As informações divulgadas nesta terça (26) pelo Grupo Globo sobre o cronograma do Plano São Paulo de flexibilização da quarentena estadual estão equivocadas. Para tanto, basta observar que um dos itens citados na reportagem são hotéis, que nunca tiveram fechamento decretado.

A reportagem tratou como fato novo informações divulgadas pelo Governo do Estado no dia 8 de maio, conforme as páginas 11 e 12 do documento anexado ao release abaixo.

O detalhamento correto do Plano São Paulo será divulgado em entrevista coletiva às 12h desta quarta (27), no Palácio dos Bandeirantes.

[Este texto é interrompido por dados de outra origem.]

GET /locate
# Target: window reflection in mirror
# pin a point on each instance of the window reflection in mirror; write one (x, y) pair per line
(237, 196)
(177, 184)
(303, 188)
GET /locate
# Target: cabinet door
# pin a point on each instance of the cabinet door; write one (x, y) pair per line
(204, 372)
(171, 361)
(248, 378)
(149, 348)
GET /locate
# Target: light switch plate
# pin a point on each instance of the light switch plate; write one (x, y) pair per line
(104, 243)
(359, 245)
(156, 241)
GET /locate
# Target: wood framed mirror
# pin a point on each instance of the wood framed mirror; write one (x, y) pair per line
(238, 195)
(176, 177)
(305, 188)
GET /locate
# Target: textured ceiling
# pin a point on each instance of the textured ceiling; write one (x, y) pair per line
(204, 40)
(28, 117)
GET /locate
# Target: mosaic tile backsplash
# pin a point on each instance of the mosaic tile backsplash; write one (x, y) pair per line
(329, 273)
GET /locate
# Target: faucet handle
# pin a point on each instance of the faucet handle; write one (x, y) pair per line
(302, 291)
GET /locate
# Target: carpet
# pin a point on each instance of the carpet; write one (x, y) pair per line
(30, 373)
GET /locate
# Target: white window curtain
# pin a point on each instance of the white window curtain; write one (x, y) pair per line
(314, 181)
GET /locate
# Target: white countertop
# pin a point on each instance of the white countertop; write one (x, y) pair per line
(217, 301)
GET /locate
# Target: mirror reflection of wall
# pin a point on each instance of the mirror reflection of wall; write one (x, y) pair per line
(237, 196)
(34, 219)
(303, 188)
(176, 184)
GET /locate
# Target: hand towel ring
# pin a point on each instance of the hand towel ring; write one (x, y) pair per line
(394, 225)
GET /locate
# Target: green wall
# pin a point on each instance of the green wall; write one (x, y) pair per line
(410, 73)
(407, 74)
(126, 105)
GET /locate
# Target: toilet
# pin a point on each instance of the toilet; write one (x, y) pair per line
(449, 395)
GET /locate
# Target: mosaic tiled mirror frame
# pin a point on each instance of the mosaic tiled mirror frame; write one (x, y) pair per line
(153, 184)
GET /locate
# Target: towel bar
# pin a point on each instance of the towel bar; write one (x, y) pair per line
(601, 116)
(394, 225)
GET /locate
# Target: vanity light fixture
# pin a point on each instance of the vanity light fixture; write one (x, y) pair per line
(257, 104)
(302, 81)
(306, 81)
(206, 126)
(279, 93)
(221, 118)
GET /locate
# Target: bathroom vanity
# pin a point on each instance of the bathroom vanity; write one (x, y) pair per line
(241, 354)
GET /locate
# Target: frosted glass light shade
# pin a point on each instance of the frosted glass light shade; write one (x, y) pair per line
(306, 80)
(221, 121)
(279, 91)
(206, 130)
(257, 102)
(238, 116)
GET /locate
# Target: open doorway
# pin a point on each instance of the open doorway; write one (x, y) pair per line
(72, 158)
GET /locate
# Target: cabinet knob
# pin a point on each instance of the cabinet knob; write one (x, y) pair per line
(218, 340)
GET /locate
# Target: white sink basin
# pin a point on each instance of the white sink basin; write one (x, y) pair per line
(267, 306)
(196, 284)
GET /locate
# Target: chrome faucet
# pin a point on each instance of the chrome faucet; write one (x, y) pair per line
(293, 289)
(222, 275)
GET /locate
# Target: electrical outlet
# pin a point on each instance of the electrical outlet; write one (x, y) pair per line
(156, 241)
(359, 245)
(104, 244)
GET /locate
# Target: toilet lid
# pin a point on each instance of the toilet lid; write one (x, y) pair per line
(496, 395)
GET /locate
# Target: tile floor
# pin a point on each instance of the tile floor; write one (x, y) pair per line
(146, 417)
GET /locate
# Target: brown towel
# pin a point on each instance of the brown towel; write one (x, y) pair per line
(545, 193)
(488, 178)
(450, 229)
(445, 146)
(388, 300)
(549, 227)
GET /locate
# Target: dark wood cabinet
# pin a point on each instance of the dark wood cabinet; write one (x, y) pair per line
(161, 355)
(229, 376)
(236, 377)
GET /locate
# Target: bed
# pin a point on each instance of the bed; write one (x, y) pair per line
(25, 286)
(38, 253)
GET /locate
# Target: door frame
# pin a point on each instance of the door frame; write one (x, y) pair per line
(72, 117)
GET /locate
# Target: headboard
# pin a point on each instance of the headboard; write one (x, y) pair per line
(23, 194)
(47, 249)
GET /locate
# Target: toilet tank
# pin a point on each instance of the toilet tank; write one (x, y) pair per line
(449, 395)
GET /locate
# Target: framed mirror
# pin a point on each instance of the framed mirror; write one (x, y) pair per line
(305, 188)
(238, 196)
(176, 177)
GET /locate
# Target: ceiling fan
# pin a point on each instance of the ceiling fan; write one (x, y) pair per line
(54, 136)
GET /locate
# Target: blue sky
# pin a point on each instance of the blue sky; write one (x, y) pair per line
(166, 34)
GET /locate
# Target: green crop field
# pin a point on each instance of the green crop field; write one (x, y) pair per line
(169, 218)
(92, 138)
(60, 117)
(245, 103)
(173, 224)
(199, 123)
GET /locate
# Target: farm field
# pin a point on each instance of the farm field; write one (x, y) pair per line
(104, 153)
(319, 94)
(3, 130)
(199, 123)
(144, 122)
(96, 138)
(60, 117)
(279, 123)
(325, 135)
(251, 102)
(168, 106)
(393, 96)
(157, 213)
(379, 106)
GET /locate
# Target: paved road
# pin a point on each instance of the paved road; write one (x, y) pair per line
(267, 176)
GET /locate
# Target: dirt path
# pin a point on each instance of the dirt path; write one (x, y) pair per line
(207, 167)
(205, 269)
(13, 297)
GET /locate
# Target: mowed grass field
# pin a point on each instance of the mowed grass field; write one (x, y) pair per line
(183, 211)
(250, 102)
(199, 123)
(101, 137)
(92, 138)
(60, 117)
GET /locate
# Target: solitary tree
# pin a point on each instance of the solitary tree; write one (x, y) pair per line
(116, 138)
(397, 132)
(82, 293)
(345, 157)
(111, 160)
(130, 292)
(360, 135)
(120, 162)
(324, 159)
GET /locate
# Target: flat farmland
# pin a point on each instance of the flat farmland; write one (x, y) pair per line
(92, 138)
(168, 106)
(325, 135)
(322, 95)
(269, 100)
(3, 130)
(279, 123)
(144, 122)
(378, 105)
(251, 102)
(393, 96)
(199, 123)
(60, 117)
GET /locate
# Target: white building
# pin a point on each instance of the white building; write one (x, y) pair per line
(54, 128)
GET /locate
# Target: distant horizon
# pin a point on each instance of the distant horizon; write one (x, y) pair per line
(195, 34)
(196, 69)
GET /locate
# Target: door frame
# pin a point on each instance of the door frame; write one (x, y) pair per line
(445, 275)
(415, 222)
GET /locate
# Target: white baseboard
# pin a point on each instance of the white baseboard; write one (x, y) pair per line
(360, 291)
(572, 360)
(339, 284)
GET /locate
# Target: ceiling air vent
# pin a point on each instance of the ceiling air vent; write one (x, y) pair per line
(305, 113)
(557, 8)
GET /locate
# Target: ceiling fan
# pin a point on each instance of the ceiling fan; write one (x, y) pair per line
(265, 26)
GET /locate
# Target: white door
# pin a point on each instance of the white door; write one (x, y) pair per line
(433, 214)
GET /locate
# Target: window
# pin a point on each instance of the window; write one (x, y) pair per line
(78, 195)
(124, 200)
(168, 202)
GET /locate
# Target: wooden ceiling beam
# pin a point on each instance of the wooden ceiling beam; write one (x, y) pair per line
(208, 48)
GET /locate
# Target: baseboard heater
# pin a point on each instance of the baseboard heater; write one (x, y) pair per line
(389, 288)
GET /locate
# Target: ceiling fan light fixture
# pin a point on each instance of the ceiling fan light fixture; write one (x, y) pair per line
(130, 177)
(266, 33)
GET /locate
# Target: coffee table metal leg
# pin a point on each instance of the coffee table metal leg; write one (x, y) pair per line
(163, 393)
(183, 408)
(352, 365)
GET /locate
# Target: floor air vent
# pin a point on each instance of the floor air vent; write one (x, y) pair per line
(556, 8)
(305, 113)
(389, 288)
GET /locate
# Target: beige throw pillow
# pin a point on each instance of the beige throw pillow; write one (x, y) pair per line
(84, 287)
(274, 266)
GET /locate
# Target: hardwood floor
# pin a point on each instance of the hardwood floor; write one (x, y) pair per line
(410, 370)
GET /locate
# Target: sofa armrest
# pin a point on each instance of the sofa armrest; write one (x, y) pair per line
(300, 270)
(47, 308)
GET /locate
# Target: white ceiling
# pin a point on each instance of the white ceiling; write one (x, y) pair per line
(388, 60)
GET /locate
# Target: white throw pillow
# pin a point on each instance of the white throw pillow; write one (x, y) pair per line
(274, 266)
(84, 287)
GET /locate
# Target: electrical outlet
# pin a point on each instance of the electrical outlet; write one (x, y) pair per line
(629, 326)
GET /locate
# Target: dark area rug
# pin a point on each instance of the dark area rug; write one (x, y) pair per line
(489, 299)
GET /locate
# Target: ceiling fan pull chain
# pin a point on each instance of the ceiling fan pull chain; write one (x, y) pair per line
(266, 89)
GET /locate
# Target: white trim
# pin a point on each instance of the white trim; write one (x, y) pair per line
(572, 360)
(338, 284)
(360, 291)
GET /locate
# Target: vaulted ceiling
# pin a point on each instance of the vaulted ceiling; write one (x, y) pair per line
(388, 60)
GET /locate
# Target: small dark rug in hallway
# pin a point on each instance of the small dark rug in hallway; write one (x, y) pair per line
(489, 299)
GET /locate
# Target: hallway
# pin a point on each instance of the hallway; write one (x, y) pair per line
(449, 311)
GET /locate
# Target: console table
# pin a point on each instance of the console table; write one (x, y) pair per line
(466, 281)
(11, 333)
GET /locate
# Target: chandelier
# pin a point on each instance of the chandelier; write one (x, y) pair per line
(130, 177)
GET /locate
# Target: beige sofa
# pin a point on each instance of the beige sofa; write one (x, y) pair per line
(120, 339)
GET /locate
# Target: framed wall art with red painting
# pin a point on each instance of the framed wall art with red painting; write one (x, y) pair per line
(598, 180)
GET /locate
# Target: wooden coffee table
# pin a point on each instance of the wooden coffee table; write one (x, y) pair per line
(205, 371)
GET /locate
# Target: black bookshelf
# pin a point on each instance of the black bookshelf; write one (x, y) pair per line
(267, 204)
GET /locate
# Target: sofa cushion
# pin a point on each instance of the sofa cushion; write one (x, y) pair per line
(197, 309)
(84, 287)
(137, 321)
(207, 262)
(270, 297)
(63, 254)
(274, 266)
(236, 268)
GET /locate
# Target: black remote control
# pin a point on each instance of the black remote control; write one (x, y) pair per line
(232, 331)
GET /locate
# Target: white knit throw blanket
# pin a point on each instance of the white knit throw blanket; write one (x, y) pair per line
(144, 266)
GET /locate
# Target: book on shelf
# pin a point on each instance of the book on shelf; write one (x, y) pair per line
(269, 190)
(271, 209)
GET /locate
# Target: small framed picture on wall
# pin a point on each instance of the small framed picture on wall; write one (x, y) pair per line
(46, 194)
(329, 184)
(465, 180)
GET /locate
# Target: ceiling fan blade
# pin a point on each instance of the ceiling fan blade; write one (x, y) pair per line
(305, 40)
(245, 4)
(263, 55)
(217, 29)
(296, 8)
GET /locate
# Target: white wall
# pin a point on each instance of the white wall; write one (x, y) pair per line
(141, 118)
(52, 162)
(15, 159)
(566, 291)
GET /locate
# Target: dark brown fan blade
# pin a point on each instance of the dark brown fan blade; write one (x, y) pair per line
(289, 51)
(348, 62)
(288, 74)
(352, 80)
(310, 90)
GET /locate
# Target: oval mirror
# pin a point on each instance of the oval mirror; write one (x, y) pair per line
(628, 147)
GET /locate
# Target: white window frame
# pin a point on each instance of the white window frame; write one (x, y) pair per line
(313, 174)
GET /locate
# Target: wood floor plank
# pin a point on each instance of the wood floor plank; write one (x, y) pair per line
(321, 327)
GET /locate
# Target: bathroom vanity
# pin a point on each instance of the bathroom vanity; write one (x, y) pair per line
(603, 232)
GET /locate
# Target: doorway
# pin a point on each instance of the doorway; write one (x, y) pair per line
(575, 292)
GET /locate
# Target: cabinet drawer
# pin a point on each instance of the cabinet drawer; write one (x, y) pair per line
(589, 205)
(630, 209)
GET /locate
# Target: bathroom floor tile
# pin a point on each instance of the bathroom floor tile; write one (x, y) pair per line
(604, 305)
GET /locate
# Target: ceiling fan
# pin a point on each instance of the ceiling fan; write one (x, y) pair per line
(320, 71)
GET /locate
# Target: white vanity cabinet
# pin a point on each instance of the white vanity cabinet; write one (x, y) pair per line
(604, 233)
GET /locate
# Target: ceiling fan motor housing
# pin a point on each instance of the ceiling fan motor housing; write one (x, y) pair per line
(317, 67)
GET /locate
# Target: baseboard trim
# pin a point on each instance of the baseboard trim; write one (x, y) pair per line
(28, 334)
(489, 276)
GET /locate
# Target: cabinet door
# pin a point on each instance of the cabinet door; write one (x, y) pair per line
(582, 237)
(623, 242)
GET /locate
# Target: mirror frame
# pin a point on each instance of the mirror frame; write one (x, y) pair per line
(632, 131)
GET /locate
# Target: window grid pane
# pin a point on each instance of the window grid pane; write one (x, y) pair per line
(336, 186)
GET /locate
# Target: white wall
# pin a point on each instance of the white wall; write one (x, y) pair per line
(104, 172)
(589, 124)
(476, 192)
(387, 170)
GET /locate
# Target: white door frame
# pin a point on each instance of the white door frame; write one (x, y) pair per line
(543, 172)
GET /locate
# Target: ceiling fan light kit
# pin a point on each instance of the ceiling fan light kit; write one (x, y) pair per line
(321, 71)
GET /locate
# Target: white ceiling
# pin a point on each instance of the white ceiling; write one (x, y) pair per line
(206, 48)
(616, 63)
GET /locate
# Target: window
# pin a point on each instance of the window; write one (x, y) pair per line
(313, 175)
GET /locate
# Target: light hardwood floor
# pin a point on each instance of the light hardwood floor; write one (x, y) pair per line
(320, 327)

Plano de retomada das atividades

De acordo com as informações divulgadas pela TV Globo e circulam internet, o plano prevê quatro fases. Regiões que registrarem pelo menos 55 % de taxa de isolamento social, redução de novos casos por 14 dias seguidos e ocupação nos leitos de UTI inferior a 60 %, poderão reabrir estabelecimentos comerciais e de serviços com área igual ou inferior a 400 m².

Essa realidade pode ficar um pouco mais distante de regiões como Osasco, Barueri e Grande São Paulo, considerando a taxa de ocupação nos leitos de UTI e o índice de isolamento menor que 55 %, de acordo os últimos registros.

Regiões que permanecerem com os indicadores requisitados na primeira etapa passarão para a segunda fase, em 20 de junho, quando poderão reabrir lojas maiores, também considerando as lojas de shoppings, segundo as informações que estão circulando.

Na terceira fase estaria a reabertura de pensões, hotéis e demais serviços de acomodações. Na quarta e última fase do plano, serão reabertos setores como cinemas e teatros, igrejas, clubes, creches, escolas e universidades.